Infusion protocols. Mice were anesthetized, and osmotic pumps containing 100 µl of either saline or ANG II (Sigma; St. Louis, MO) were implanted subcutaneously. ANG II was administered at a dose of 0.7 mg·kg^–1·day^–1. During infusion, blood pressure was determined using standard tail-cuff methods (Visitech; Apex, NC). Additional groups of control and Tg^p22smc mice were coinfused with ebselen (Cayman Chemical; Ann Arbor, MI) dissolved in 50% DMSO administered at a dose of 10 mg·kg^–1·day^–1 via a second osmotic pump. Control mice received 50% DMSO alone. It should be noted that in vivo, ebselen exists mainly as the thiol-bound form, of which the primary cellular action is as a glutathione peroxidase mimetic. However, ebselen can also inhibit other sources of ROS, such as lipoxygenases, protein kinase C, and NAD(P)H oxidases (18).

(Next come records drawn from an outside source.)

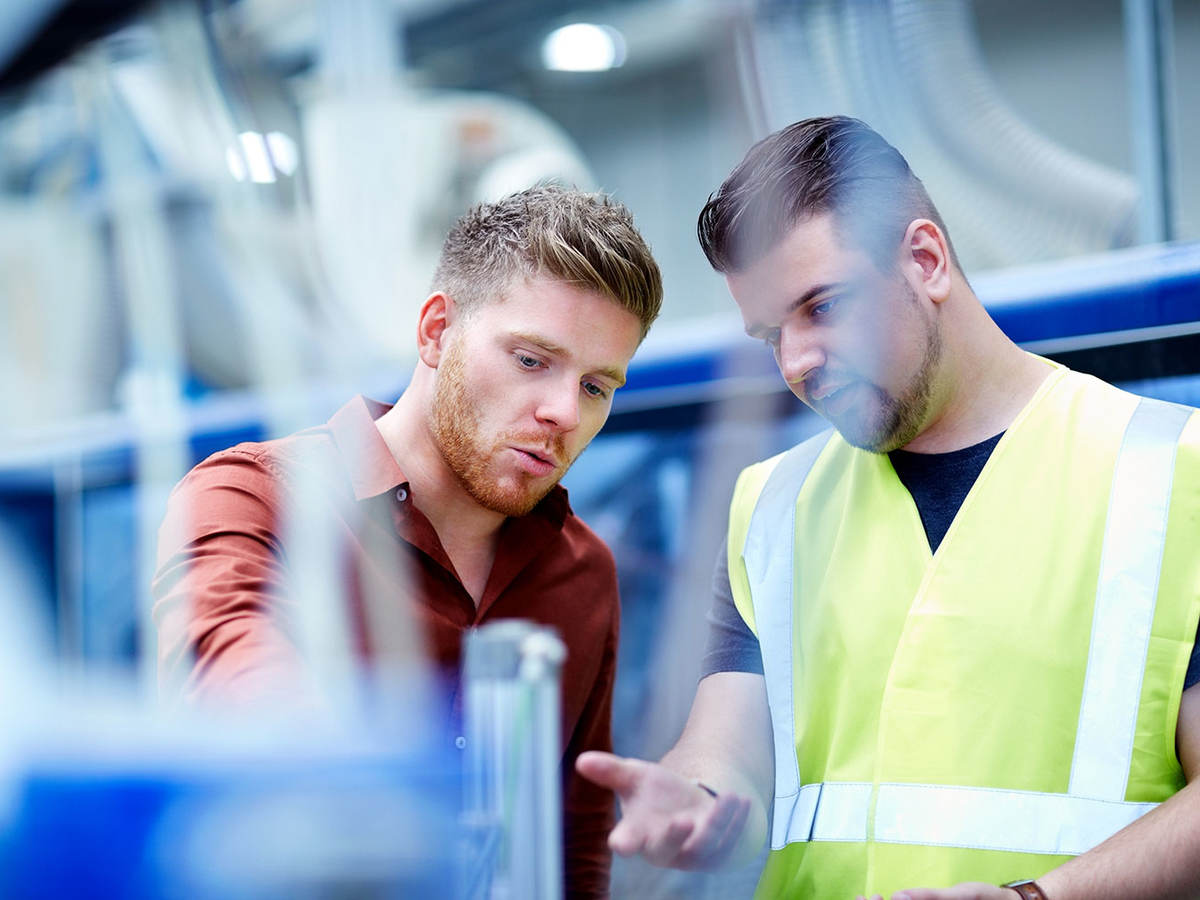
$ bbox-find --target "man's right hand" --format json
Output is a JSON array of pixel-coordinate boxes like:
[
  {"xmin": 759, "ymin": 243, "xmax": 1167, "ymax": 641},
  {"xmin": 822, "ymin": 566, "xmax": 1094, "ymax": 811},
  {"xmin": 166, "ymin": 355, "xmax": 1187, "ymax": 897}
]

Western blotting analysis and immunofluorescence. For both procedures, animals were euthanized by CO₂ inhalation after the infusion protocol was completed. Aortas were carefully excised, and adventitia was removed. For Western blot analysis, tissues were minced, proteins were extracted, and Western blot analysis was completed as described previously (16). Membranes were incubated with a mouse monoclonal antibody that recognizes p22^phox or a rabbit polyclonal antibody that recognizes Nox1 (a kind gift of Dr. H. Schmidt). The mouse monoclonal p22^phox antibody was raised against a GST-p22^phox fusion protein. It recognizes p22^phox purified from baculovirus but does not recognize GST.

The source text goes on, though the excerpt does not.